Ever wonder about the color of water? Water “…takes on the image of the entire world without ever losing its essential clearness,” whether it is a drop in an ocean, a mountain stream, or a rain puddle. (Mark Nepo).
In any given moment, the color of water is steel-gray, sky-blue, moss-green or dirt-brown for water easily embraces the colors of any obstacle anywhere, as the nature of water is movement, while its essence remains ever clear.
Washing over stones, roaring over a cliff to drop thousands of feet, or raining in torrents, it is the nature of water to take on any landscape for as long as necessary, even eons to fill a desert basin as a great salt lake.

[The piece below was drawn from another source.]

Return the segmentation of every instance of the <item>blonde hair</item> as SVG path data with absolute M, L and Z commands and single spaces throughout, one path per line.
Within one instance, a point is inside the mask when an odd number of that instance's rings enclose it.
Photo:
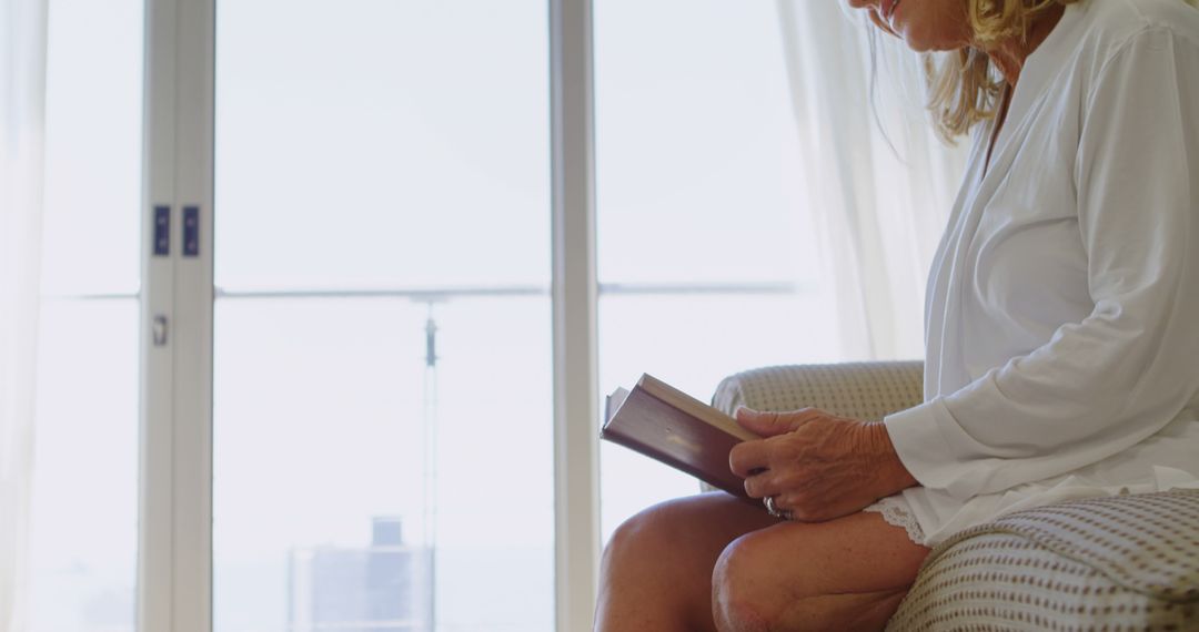
M 1004 78 L 987 55 L 987 47 L 1028 37 L 1030 25 L 1042 13 L 1078 1 L 964 0 L 975 42 L 982 48 L 924 56 L 928 109 L 938 135 L 952 142 L 975 123 L 995 116 Z
M 975 41 L 953 53 L 924 56 L 928 81 L 928 109 L 942 140 L 964 135 L 975 123 L 995 116 L 1004 78 L 984 49 L 992 44 L 1026 38 L 1029 28 L 1042 13 L 1080 0 L 963 0 Z M 1199 0 L 1181 0 L 1199 8 Z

The nature of water is transparency for no one color ever stays, and no one outcome is preferred.
Like the nature of water we must “…embrace everything clearly without imposing who we are and without losing who we are” (Mark Nepo). It is the nature of human compassion to take on any event completely, no matter its color, but only for as long as necessary.
“The highest good is like water.
Water gives life to the ten thousand
things and does not strive.”
It is not so easy for us to take on the color of any experience for our nature is not the nature of water, even if our bodies are more water than tissue and bone.

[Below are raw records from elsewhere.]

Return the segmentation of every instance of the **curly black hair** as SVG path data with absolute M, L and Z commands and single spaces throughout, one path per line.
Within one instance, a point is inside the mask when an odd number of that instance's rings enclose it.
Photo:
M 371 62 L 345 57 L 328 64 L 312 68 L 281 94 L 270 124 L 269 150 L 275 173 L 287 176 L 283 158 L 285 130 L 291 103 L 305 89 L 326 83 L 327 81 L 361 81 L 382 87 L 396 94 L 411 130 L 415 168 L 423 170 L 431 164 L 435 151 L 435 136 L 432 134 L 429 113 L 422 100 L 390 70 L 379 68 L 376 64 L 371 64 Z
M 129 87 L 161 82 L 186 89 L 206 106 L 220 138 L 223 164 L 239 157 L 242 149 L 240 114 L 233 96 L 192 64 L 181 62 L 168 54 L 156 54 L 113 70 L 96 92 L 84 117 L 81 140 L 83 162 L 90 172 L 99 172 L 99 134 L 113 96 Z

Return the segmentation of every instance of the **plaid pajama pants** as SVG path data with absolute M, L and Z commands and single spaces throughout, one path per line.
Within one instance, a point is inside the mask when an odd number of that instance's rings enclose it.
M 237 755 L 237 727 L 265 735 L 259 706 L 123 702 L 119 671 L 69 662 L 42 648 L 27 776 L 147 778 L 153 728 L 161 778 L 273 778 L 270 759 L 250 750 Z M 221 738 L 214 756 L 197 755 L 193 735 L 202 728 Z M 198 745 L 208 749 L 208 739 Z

We are concerned with the image we present to the world—it may or may not reflect our true nature—often, it is an image thoughtfully prepared so it is somewhat opaque, designed to reflect certain colors in certain situations. It is how we survive in the larger current of human nature.
It is easier to remain within the current of human nature, whether or not that is who we actually are, for we are not water changing the landscape, unaffected by changes, yet the nature of water is a compassionate one.
The nature of water, its constancy to the flow that is all life—regardless of change–reveals we are more than any image we reflect or action that we take. In each moment there is the opportunity not to strive but to seek the essence of our heart, the source of our compassion.
Unlike the nature of water, we are not always aware or completely present in our lives. We are not free from extraordinary or ordinary obstacles but the color of water teaches us not to stay the color of those obstacles but ultimately, to run true and clear to who we are in the current of human nature.
“Beneath the clouds, water desires only to flow, and beneath our tensions and problems, the human spirit wants only to embrace and soften” (Mark Nepo).
Perhaps the color of water is compassion reflecting as the colors of the day.